The fixed offshore oil & gas platforms I've worked on couldn't move out the way of bad weather, and I very clearly recall running reduced level production during a hurricane event, and being shut down due to extreme weather occasionally. The Texas ERCOT outages last year were mostly due to oil & gas facilities not being able to handle the cold weather. The floating offshore oil & gas stuff I've worked on couldn't function when pulled off station either. I've seen shutdowns caused by both hot and cold weather, and by wind, and other stuff (rain, flooding, civil unrest, etc) in my oil & gas years.
The first point being that us engineers design & operate equipment of this nature to be economically viable. Generally, for most things, that means designing to survive extreme weather events, but not produce during those events. And for severe (but not extreme) weather events generally the kit can be operated in a reduced output mode.
With wind turbines and their associated bits and pieces it is no different. The design requirements are very clearly set out in terms of both normal and extreme weather conditions. There are very clear international (and in some countries, national) standards on this, just as there are in the oil & gas sector.
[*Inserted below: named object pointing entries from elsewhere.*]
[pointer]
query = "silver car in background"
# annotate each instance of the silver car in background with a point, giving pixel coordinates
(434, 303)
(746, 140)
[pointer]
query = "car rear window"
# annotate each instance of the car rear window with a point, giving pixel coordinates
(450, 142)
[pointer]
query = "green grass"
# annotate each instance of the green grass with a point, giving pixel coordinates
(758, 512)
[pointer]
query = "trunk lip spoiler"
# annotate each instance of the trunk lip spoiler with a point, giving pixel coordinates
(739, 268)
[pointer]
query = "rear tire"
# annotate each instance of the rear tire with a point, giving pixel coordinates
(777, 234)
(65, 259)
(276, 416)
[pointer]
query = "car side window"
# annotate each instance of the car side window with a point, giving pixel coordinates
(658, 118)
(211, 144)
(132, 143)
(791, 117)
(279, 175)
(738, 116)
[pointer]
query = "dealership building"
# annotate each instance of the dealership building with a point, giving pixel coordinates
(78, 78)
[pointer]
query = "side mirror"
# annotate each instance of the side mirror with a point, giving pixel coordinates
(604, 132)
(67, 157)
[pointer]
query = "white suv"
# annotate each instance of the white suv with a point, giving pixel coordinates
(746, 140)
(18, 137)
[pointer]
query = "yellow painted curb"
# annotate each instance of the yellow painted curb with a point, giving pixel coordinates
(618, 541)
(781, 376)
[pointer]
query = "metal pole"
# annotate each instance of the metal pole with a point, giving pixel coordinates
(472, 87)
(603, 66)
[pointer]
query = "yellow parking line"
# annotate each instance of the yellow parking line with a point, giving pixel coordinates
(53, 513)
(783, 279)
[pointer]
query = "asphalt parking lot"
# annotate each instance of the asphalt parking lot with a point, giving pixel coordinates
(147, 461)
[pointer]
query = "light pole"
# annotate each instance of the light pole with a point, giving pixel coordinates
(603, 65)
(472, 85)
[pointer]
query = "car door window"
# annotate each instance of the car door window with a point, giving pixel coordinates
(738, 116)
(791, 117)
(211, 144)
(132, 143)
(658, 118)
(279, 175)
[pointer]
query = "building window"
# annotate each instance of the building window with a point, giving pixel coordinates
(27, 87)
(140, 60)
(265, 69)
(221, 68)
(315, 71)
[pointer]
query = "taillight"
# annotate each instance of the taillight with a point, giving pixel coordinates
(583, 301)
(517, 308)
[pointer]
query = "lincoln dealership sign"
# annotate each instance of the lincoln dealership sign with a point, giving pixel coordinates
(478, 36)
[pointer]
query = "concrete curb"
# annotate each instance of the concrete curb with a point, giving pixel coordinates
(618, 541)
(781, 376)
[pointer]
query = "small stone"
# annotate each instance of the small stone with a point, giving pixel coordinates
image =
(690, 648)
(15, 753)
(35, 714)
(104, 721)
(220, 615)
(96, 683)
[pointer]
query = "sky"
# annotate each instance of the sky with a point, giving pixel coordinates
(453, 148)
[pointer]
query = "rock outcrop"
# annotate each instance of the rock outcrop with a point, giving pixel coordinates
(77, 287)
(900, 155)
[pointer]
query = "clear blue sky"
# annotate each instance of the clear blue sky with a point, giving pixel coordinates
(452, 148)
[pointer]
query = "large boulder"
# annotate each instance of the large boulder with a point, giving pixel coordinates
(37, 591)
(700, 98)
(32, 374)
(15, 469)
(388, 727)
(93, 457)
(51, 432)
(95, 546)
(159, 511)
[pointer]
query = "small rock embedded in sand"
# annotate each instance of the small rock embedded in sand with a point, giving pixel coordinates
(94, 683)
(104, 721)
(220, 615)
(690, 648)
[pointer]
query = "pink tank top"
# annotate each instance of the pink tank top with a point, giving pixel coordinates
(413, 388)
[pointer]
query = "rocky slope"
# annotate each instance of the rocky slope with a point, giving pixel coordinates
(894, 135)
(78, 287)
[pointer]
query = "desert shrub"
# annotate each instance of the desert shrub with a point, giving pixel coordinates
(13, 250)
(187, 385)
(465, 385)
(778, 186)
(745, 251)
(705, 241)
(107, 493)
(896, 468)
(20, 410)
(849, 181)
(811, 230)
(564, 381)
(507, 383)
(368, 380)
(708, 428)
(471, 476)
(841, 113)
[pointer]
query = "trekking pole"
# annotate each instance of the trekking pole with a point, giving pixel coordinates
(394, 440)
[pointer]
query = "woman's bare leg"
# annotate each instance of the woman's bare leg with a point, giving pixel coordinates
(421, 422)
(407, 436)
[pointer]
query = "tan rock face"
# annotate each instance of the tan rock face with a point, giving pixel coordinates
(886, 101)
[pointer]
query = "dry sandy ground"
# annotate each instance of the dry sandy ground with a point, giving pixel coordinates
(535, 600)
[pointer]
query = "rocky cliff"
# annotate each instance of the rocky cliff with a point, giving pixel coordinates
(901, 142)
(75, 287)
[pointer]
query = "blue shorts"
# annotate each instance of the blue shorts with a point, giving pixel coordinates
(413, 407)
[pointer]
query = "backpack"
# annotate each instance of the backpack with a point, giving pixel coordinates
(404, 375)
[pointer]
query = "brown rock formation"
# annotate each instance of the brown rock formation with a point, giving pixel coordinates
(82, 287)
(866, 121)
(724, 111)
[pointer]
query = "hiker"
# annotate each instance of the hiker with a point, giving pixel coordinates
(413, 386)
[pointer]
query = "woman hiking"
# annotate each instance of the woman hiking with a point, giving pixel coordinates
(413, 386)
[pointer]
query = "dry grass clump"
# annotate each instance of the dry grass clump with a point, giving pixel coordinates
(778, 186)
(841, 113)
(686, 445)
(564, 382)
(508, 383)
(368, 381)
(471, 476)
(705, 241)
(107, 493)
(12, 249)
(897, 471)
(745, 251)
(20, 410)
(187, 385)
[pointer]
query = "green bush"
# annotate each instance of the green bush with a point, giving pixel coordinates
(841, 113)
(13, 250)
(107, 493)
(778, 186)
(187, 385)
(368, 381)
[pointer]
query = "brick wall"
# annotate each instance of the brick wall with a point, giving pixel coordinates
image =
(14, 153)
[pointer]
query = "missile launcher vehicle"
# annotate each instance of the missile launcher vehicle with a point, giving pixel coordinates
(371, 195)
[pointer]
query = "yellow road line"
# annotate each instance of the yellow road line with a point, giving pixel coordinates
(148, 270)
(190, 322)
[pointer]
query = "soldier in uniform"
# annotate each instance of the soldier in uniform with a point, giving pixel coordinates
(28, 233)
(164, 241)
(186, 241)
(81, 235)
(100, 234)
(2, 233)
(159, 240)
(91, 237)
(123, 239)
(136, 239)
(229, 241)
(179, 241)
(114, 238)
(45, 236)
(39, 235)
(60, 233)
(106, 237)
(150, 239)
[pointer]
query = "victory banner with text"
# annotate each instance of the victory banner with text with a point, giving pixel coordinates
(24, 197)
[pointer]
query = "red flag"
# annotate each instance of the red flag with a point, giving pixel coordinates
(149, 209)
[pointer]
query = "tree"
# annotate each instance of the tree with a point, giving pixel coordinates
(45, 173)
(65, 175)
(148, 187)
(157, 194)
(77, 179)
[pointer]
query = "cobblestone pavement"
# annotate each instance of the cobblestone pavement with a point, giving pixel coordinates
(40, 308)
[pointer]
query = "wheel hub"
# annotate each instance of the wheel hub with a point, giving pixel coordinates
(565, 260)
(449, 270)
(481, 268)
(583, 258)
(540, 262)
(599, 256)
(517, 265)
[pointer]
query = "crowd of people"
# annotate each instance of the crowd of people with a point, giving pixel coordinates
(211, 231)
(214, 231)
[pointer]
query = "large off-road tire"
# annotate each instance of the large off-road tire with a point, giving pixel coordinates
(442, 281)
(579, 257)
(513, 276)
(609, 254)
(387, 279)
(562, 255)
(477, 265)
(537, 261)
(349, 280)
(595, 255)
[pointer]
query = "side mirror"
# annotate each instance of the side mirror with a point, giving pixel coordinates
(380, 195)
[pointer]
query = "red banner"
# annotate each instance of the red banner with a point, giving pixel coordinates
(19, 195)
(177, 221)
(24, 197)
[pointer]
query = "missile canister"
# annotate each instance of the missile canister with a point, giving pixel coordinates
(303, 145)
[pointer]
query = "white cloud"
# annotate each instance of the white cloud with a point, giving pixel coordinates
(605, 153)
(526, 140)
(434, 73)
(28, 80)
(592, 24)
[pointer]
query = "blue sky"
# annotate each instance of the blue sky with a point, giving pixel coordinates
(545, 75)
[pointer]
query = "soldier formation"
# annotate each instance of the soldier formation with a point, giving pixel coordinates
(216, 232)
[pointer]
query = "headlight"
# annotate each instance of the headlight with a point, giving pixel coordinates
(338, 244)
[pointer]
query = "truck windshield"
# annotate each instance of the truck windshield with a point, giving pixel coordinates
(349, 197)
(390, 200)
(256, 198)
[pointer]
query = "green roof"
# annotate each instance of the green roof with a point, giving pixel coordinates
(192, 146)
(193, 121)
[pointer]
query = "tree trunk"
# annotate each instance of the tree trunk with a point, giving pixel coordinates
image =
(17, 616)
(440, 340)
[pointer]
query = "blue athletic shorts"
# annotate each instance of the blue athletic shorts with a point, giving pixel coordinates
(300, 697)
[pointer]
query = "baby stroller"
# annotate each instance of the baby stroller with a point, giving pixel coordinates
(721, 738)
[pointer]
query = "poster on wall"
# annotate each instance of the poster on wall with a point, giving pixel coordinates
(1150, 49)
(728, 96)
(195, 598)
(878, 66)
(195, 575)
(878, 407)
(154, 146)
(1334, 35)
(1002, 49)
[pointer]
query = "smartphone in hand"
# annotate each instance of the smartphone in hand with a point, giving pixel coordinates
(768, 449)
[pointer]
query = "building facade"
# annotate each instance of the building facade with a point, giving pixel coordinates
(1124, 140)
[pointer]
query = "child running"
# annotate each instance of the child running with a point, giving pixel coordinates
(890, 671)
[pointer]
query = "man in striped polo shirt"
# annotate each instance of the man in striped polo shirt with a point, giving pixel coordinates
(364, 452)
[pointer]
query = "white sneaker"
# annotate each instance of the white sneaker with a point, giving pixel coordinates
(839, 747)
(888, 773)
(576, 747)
And for that matter, just as in solar or in hydro. Again I've worked on - designed and operated, and written the standards - all this stuff.
And at system design levels, i.e. aggregating the oil & gas, nuclear & coal, wind & solar, storage & diesel, and etc the overall systems are designed to work together to give stability to users. Clearly there is a trade off. Generally the more money invested in a given system the better performance it can deliver in terms of overall reliability. The less the politicians and vested interests meddle the better engineers can do their thing. As an example one reason the ERCOT problems are so bad is because politicians and vested (oil & gas) interests have meddled with the rules such that Texas/etc are only weakly connected to the adjacent grids, and so the adjacent grids can't help out much when Texas/ERCOT get into trouble. These ERCOT grid interconnections are much weaker than an engineer would ordinarily design, they have been deliberately crippled and weakened by political interests. Humans do this stuff to each other ...
The second point being that those of us who do this stuff are not newbies. This is not our first rodeo and we've pretty much seen it all before, and know how to go about it in a responsible manner as professional engineers.